If you could take a test which foretold your death in 20-plus years from a disease with no cure, would you? That is a question I have been pondering for the better part of three months.
Earlier this year, researchers announced the development of a test, which only took 15 minutes of your time and could be completed online too, that could predict the likelihood of developing dementia – a disease that is 100 per cent fatal and slowly began to steal our mother away in her early 60s.
The online quiz – created by research scientists of quite some standing – tests language, ability, reasoning, problem-solving skills and of course memory. Your results will help identify the symptoms of cognitive problems such as dementia. The last quiz I took online was which family in Games Of Thrones I would belong too. It was the Targaryens. I don’t know what that says about me.

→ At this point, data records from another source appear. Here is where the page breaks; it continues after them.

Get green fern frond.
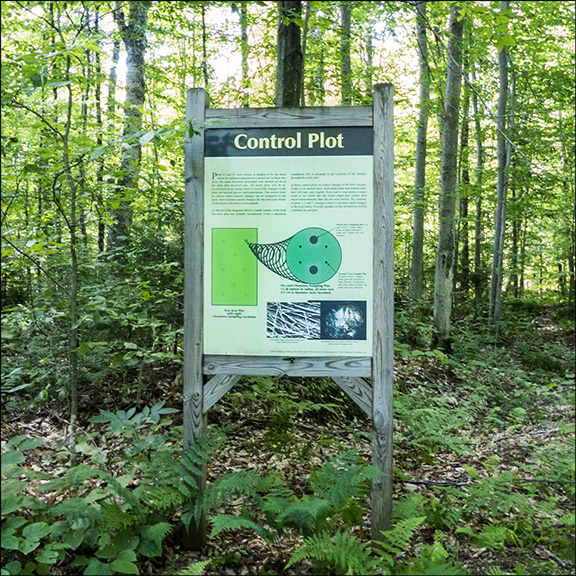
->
[372,516,426,570]
[285,529,378,574]
[138,522,172,558]
[310,450,382,508]
[178,559,212,576]
[100,500,134,530]
[204,470,262,512]
[394,492,426,522]
[210,514,270,540]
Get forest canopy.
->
[0,0,576,574]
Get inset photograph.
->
[320,300,366,340]
[266,302,320,340]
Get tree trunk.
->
[300,0,310,106]
[107,1,148,259]
[433,4,464,351]
[240,2,250,108]
[410,2,430,305]
[488,0,510,329]
[340,2,352,106]
[276,0,304,107]
[472,70,484,317]
[455,76,470,299]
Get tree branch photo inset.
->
[266,302,320,340]
[246,228,342,284]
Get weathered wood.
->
[206,106,372,128]
[332,376,372,416]
[372,84,394,540]
[204,374,240,412]
[183,89,208,550]
[204,354,372,377]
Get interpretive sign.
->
[204,126,373,356]
[183,84,394,549]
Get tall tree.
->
[340,2,352,106]
[107,0,148,257]
[488,0,510,328]
[276,0,304,107]
[410,2,430,304]
[433,4,464,350]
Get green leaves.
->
[90,400,178,432]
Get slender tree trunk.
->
[201,4,208,90]
[472,70,484,317]
[488,0,510,329]
[340,2,352,106]
[309,26,326,106]
[456,76,470,299]
[364,30,374,101]
[108,0,148,259]
[276,0,304,107]
[433,4,464,351]
[300,0,310,107]
[240,2,250,108]
[410,2,430,305]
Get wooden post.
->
[183,88,208,550]
[372,84,394,540]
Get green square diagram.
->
[212,228,258,306]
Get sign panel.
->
[204,127,373,356]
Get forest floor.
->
[2,310,574,575]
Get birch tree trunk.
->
[410,2,430,305]
[433,4,464,351]
[472,70,484,317]
[340,2,352,106]
[276,0,304,107]
[107,1,148,258]
[488,0,510,329]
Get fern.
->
[210,514,270,540]
[311,450,382,508]
[285,529,379,574]
[474,524,510,550]
[178,558,212,576]
[275,499,332,536]
[394,492,426,522]
[138,522,172,558]
[373,516,426,572]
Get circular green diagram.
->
[286,228,342,284]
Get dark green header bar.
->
[204,126,373,157]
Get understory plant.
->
[2,402,220,575]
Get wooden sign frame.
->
[183,84,394,549]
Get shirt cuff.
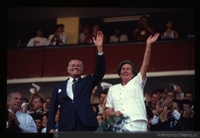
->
[98,52,103,56]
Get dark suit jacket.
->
[47,54,106,132]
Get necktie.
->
[72,79,77,93]
[117,37,120,43]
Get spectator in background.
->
[184,91,195,110]
[109,27,128,43]
[12,33,27,48]
[160,20,179,39]
[6,92,37,133]
[179,99,194,131]
[133,16,155,41]
[47,24,67,46]
[32,114,42,133]
[41,114,48,133]
[43,97,51,112]
[27,28,48,47]
[79,25,93,44]
[92,24,106,43]
[146,92,158,122]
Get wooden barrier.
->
[7,39,195,79]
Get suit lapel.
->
[74,77,82,97]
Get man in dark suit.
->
[47,31,106,133]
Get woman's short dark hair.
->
[117,60,138,76]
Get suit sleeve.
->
[47,86,58,132]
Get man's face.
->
[184,93,192,101]
[166,92,175,99]
[45,99,51,109]
[120,64,134,81]
[67,60,83,78]
[32,98,43,111]
[35,119,42,129]
[7,92,22,111]
[99,93,106,103]
[151,94,158,105]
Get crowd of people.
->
[6,31,195,133]
[9,16,179,47]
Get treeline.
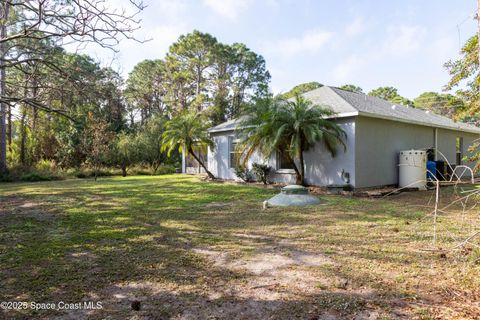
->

More recently, it has been announced that three more early predictor-tests are being developed, which involve studying your blood, brains and spinal fluid that also might disclose your likeliness of death by dementia. The problem is that with very few treatments currently available for dementia and Alzheimer’s patients, the researchers themselves even say that most potential patients will be less than willing to have their future foretold in such a fatalistic, less-than-uplifting way.
And that is the existential quandary. Earlier testing of people who may, or may not, develop dementia – and the likelihood is higher for someone like me with a close relative who is dying from the disease – has the potential to help millions of sufferers through the development of new treatments. But the cost of such knowledge is also great.
Researchers now believe that dementia sufferers show symptoms decades before the disease finally becomes impossible to ignore. I presume those symptoms include memory loss, and perhaps the forgetting of the occasional word here and there. Little do they understand that the family of dementia patients – especially those of us heartbroken by the early onset of it – are well aware of these lapses in memory every single day of our fractured lives.
For about a year after mum’s diagnosis, every time I searched my brain for a word that was annoying just on the tip of my tongue, the D-word was never far from my addled thoughts. Every time I called someone by someone else’s name, again it hung there like an unspoken threat of what eventually lay in store for me, somewhere soon down the line. And the more I worried about forgetting a word, or mixing up my metaphors, the worse my language became. My tongue was tied in knots and my brain was frozen by fear.
It never crossed my mind that it was probably quite normal to be absent-minded sometimes, especially if you’re in your 40s and lived in London during the rave scene, have a stressful job, and have always been much more eloquent on the page than in person.
And then one day I was asked to deliver a 40-minute presentation to about 50 people with just 10 minutes’ notice. And I did it with no problems whatsoever. The words that spilled beautifully from my mouth, without stumbling or faltering, were like literate angels from sanity heaven and from that moment on I realised there was nothing wrong with my brain – for the time being.
I still have moments when it feels like cotton-wool is in my mouth and the words don’t make any sense at all. But usually this is because my speech hasn’t caught up with my brain just yet or I am trying to be nonchalant and alluring whilst talking to a hot man who has temporarily (and probably mistakenly) sauntered into my orbit. These things are normal, right?
So as I watch the remnants of what made our mum “mum” disappear day-by-day, my willingness to learn whether I will suffer the same fate does not become more pronounced. Rather the inevitable outcome of dementia just reinforces to me that life is precious and should be celebrated no matter how tedious your day may at first seem. I know it could well be your last. I don’t need a test to understand that.